I admit I had to check my cheat sheet to figure out the right combination of operator and expression. Takeaways:

if a comparison operator needs to work with multiple values, it generally functions as an ANY
@@ does not work with ? (@ …) filter expressions since they don't return a boolean,
@? does not work with predicates since they always return a value (even if it's false)

CodePudding user response：

What changes can I do to make this query more efficient?

As @jjanes commented on my other answer, the jsonpath match col @@ '$.*[*].price < $limit' isn't going to be fast and needs to do full table scan, at least for < and >. To make a useful index, a different approach is required. An index can only have a single value to compare with, not any number. For that, we need to change the condition from EXISTS(SELECT prices_of(col) WHERE price < $limit) to (SELECT MIN(prices_of(col))) < $limit.

With this idea it is possible to build an expression index on the result of a custom immutable function:

CREATE FUNCTION min_price(data jsonb) RETURNS float
  LANGUAGE SQL
  IMMUTABLE
  RETURNS NULL ON NULL INPUT
  RETURN (
    SELECT min((offer ->> 'price')::float)
    FROM jsonb_each(data) AS entries(name, store),
    LATERAL jsonb_array_elements(store) AS elements(offer)
  );

CREATE INDEX example_min_data_price_idx ON example (min_price(data));

which you can use as

SELECT * FROM example WHERE min_price(data) < 20;

Looking for rows with a price larger than a certain number requires a separate index on max_price(data). If you want to use the index in a JOIN with more conditions, consider making it a multi-column index.

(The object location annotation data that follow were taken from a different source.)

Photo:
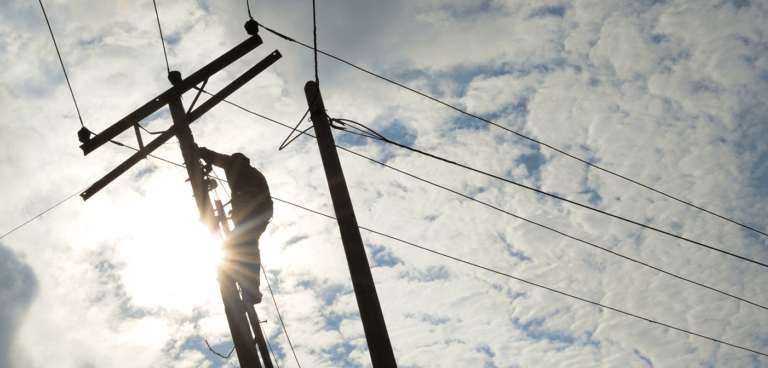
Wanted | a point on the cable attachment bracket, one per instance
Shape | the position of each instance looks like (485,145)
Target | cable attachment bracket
(174,77)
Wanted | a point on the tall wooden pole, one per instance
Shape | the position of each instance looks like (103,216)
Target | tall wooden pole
(233,305)
(362,280)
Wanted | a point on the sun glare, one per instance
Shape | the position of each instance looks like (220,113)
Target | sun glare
(173,265)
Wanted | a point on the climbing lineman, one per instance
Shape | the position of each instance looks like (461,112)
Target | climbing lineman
(251,212)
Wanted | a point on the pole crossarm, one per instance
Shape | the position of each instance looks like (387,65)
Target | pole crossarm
(161,100)
(191,117)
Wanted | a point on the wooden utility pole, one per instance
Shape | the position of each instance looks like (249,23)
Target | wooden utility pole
(237,310)
(374,326)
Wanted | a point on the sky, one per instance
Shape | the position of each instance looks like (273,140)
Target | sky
(671,94)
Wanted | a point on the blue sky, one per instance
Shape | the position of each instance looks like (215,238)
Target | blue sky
(669,93)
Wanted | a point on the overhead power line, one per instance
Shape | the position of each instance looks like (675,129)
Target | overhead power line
(62,64)
(383,139)
(516,133)
(501,210)
(44,212)
(162,40)
(279,315)
(529,282)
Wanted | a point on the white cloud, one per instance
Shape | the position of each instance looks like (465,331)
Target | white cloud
(667,93)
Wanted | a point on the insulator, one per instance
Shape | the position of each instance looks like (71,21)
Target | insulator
(252,27)
(174,77)
(84,135)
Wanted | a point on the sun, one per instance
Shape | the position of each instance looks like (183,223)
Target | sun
(172,260)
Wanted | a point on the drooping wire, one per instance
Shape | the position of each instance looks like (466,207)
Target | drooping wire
(264,333)
(541,143)
(223,357)
(494,207)
(314,37)
(529,282)
(46,211)
(284,144)
(563,199)
(278,311)
(137,150)
(62,64)
(162,40)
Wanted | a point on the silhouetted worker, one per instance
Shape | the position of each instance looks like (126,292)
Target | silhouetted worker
(251,212)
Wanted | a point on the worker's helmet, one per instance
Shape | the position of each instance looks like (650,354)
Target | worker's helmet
(241,156)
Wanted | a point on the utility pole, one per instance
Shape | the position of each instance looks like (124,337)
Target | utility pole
(237,311)
(362,280)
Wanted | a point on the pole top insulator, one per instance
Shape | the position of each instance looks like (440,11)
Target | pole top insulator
(252,27)
(174,77)
(84,135)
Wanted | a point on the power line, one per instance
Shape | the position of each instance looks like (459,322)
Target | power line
(503,211)
(263,332)
(515,133)
(46,211)
(222,357)
(566,200)
(62,64)
(278,312)
(529,282)
(162,40)
(153,156)
(314,37)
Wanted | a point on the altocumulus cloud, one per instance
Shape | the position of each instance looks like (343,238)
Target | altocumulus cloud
(670,93)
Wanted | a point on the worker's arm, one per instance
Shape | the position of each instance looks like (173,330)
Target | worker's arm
(215,158)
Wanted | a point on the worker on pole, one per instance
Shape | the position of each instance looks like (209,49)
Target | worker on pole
(251,212)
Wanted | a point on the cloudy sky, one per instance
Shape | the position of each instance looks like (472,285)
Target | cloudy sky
(669,93)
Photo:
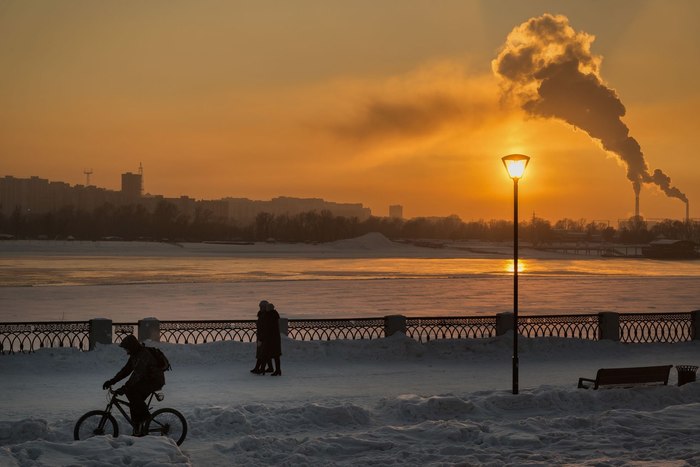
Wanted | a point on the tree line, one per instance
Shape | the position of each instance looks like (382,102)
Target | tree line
(167,223)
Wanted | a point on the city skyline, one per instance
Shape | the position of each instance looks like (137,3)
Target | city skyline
(397,103)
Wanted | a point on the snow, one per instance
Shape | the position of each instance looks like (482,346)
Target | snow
(386,401)
(391,401)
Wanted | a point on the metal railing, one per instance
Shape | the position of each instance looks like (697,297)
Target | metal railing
(656,327)
(201,332)
(331,329)
(572,326)
(426,329)
(632,328)
(28,337)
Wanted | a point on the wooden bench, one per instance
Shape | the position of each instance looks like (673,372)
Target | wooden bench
(628,377)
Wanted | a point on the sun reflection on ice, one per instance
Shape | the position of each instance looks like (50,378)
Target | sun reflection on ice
(509,266)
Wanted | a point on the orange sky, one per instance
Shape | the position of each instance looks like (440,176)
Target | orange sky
(374,102)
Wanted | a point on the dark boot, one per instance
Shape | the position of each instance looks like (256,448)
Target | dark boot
(278,371)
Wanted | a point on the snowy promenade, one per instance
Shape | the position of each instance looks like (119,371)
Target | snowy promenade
(387,401)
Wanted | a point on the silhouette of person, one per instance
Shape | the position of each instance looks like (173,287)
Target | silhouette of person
(260,358)
(146,377)
(272,340)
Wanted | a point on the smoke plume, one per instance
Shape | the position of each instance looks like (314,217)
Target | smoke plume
(549,69)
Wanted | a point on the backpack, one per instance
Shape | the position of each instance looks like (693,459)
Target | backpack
(160,358)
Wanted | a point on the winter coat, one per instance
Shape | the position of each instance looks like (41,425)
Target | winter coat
(144,371)
(270,329)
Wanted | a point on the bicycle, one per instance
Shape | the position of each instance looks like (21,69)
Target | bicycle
(163,422)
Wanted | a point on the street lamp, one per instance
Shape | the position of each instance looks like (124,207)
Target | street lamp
(515,165)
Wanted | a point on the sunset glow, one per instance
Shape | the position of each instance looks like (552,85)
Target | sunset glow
(377,104)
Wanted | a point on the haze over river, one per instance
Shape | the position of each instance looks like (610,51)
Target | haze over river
(365,277)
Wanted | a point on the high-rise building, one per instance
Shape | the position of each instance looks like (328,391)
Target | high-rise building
(396,211)
(132,185)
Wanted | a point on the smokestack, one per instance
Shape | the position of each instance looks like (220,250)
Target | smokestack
(548,68)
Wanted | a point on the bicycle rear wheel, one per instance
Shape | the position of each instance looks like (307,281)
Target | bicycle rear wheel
(95,423)
(168,422)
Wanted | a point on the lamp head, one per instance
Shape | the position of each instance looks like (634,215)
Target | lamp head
(515,165)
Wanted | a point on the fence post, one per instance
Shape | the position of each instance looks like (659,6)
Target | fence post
(609,325)
(284,326)
(504,322)
(695,324)
(149,329)
(100,332)
(394,324)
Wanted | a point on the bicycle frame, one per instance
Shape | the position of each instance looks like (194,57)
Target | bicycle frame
(114,401)
(164,421)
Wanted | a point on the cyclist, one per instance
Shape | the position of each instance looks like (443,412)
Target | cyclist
(146,377)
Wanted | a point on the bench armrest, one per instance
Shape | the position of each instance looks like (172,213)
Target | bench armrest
(581,380)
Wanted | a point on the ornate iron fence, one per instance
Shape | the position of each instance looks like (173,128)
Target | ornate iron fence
(29,337)
(200,332)
(327,329)
(656,327)
(572,326)
(425,329)
(633,328)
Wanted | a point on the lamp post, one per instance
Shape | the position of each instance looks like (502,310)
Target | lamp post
(515,165)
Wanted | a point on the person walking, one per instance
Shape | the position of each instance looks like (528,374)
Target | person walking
(261,359)
(272,340)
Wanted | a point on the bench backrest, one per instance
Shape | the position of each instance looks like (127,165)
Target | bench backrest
(634,375)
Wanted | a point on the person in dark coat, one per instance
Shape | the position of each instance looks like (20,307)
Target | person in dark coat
(260,358)
(146,377)
(272,340)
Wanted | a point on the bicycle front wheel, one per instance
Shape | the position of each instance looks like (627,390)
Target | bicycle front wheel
(168,422)
(95,423)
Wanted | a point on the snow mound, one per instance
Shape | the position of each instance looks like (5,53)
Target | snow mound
(98,451)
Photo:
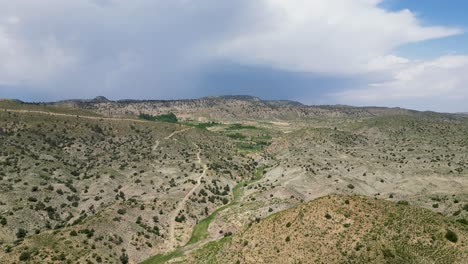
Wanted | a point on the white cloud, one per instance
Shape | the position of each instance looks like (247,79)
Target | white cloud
(24,62)
(333,36)
(437,82)
(142,47)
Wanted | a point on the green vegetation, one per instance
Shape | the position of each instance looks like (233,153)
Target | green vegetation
(202,125)
(240,126)
(238,136)
(163,258)
(169,118)
(451,236)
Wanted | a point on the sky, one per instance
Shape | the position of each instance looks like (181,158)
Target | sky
(404,53)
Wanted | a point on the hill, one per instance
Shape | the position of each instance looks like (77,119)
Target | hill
(232,108)
(101,181)
(343,229)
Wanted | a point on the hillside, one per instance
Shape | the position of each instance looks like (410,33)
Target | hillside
(343,229)
(84,183)
(230,108)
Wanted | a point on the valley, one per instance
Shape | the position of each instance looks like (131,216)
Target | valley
(88,181)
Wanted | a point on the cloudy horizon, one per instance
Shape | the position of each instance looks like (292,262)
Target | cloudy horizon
(354,52)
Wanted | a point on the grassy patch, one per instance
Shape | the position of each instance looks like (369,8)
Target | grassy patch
(239,127)
(169,118)
(200,230)
(163,258)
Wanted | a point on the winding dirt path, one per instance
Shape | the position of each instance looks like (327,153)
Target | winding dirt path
(172,242)
(177,132)
(71,115)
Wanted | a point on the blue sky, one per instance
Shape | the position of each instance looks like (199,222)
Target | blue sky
(411,54)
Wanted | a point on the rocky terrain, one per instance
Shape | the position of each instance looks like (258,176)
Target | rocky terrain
(91,181)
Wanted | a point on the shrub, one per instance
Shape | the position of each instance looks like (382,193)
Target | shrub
(451,236)
(21,233)
(25,256)
(124,258)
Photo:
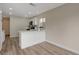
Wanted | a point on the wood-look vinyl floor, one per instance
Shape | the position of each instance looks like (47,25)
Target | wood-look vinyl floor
(11,47)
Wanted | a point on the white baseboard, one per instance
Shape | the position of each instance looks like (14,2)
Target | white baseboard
(63,47)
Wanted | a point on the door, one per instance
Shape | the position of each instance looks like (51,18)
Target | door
(6,25)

Looking for row with a price equalling a certain number can be optimised by indexing the jsonb column and using a jsonpath:

CREATE INDEX example_data_idx ON example USING GIN (data jsonb_ops);
SELECT * FROM example WHERE data @@ '$.*[*].price == 20';
SELECT * FROM example WHERE data @? '$.*[*] ? (@.price == 20)';

Unfortunately you can't use jsonb_path_ops here since that doesn't support the wildcard.